The faculty advisor for Asian Culture Union, English teacher and LFA alum (2017), Angela Zhou, shared how this is a big step forward in representation in the TV industry. She stated that she has been watching The Bachelor Franchise since high school with her sister, and they still watch and bond over it even though they live in different states. She emphasized, “This representation is huge because where we see Asian individuals is usually in a background or supporting role.” Tran being the newest Bachelorette, pushes against this historic maltreatment of Asian American representation as she will be the primary focus or main character ( if you will) of her own season of the Bachelorette. Zhou added, “This next season finally puts a minority figure in a desirable spot.” 

Liv Kelly ‘25, an avid fan of The Bachelor franchise, shared that the show is consistent in terms of knowing what to expect when watching it. Although she said that this season will definitely be significant and notable as, “Most people like Jenny from the recent season of the bachelor.” Kelly further added, “It’s more representation that will bring more people of color into watch then in recent seasons.” Meaning because of the show’s recent past with not hosting women of color as the bachelorette very often, this season more people of color will want to watch. 
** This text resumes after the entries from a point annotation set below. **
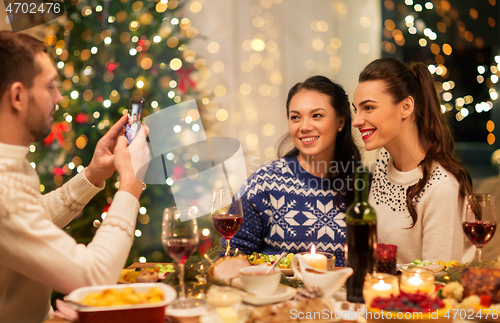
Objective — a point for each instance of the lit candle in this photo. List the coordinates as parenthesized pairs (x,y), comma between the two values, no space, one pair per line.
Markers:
(417,280)
(379,285)
(315,260)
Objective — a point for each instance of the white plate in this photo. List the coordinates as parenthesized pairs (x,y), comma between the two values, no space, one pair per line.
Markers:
(283,293)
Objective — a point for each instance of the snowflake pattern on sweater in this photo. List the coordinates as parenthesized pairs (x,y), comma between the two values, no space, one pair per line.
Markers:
(286,208)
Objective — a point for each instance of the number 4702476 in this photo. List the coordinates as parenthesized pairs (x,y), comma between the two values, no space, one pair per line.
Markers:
(470,314)
(25,7)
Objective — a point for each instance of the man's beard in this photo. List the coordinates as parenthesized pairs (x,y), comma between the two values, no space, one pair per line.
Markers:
(36,124)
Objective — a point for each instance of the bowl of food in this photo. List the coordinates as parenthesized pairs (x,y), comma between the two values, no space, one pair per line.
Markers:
(144,302)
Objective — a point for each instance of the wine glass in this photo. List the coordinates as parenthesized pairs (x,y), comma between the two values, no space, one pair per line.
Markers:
(480,220)
(180,239)
(227,215)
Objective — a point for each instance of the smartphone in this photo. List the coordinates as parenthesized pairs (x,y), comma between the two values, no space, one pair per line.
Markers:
(134,118)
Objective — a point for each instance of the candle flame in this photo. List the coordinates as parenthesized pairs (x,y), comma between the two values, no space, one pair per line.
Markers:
(415,280)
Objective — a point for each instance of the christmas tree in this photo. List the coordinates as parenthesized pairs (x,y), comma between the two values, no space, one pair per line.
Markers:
(107,52)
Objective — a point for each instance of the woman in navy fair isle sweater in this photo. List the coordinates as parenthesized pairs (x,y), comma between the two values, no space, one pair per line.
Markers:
(300,199)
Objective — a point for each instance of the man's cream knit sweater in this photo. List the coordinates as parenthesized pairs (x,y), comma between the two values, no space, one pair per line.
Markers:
(36,256)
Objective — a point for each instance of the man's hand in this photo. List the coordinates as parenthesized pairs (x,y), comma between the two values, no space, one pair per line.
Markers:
(131,162)
(102,166)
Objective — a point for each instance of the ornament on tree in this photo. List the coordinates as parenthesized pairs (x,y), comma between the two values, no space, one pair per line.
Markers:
(185,82)
(57,133)
(112,65)
(81,118)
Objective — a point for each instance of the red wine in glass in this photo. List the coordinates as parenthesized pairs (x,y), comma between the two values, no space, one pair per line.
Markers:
(227,225)
(180,249)
(479,232)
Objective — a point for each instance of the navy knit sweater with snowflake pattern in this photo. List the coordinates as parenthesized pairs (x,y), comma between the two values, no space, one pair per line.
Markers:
(287,208)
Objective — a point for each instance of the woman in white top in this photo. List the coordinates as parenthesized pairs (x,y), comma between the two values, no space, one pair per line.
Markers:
(419,183)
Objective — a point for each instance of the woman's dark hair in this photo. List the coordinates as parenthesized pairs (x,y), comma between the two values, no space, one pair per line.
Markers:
(346,151)
(415,80)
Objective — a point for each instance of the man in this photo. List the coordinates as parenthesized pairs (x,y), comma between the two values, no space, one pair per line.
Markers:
(36,256)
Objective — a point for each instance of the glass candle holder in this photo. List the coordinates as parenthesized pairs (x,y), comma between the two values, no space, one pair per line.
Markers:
(387,254)
(330,260)
(417,280)
(379,285)
(224,303)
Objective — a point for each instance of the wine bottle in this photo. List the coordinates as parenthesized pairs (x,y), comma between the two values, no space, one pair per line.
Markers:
(361,246)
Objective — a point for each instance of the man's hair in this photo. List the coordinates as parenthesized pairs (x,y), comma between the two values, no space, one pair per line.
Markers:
(17,59)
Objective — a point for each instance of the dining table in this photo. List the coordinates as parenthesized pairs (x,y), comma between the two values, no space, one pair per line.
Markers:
(196,319)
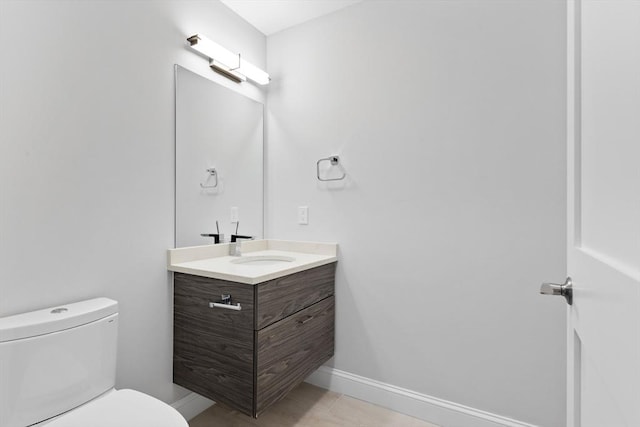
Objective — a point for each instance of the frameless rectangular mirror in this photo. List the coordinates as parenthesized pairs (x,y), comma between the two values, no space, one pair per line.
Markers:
(219,161)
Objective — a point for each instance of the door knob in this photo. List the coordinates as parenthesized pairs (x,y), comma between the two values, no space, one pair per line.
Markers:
(565,290)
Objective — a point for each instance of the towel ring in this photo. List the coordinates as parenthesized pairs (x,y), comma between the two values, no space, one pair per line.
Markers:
(212,173)
(335,161)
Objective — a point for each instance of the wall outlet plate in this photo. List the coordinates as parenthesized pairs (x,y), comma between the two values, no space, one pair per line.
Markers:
(303,215)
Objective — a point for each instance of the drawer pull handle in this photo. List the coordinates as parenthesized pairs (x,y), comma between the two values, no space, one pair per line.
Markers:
(302,322)
(227,306)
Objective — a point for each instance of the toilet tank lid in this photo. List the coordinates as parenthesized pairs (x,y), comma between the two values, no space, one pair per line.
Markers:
(55,319)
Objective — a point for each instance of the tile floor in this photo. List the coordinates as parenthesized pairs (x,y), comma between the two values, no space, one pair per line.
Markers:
(310,406)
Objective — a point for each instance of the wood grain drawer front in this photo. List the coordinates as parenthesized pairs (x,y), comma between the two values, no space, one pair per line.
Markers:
(281,297)
(192,295)
(215,365)
(289,350)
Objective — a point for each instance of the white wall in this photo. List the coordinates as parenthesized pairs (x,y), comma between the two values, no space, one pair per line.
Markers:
(87,159)
(449,118)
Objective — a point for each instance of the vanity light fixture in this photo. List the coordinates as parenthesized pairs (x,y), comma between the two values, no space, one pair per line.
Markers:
(227,63)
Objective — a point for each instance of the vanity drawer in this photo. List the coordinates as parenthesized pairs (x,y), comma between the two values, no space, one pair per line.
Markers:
(215,365)
(281,297)
(192,295)
(291,349)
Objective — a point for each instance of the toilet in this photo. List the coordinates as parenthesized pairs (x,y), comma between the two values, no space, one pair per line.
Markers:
(58,369)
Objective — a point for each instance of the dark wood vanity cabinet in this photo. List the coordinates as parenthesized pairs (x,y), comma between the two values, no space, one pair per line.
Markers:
(251,358)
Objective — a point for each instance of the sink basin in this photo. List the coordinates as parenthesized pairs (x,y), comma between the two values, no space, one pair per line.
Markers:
(262,260)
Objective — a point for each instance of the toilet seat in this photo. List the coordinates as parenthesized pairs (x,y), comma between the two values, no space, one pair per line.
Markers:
(120,408)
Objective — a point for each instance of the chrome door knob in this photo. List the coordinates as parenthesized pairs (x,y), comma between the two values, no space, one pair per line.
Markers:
(565,290)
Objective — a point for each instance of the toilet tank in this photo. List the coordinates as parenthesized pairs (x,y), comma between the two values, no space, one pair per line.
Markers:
(56,359)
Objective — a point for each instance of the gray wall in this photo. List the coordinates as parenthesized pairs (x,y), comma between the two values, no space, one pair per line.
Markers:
(449,118)
(87,159)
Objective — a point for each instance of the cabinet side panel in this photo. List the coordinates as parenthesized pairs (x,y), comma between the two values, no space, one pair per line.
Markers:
(213,348)
(291,349)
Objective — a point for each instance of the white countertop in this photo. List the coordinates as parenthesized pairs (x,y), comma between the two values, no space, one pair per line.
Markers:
(213,260)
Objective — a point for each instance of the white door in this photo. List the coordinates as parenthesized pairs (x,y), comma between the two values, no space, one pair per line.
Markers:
(604,213)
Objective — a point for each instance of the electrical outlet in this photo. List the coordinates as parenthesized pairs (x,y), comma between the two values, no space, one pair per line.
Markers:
(303,215)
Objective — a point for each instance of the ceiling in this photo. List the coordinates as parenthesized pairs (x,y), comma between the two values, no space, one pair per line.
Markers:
(271,16)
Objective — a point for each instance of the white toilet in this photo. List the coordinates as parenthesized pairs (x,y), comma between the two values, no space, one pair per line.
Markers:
(58,369)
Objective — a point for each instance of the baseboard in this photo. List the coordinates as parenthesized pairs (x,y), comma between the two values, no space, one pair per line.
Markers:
(422,406)
(191,405)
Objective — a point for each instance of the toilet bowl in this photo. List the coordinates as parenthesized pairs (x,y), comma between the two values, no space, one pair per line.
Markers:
(120,408)
(57,369)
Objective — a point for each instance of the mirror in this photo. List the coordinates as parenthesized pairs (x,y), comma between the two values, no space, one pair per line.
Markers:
(219,161)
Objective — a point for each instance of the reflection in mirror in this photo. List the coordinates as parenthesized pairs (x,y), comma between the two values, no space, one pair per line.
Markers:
(219,161)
This development perhaps alludes to and coincides with a larger trend within the media: people of color occupying leading roles. However, this feat can not simply be treated as a trend or a fad that quickly dies out. Tokenism is not equitable to representation, and that is important to be cognizant of. Tran’s season of The Bachelorette is hopefully yet another indication that representation in the media, especially in historically white dominated media, such as the Bachelor, is truly on the rise.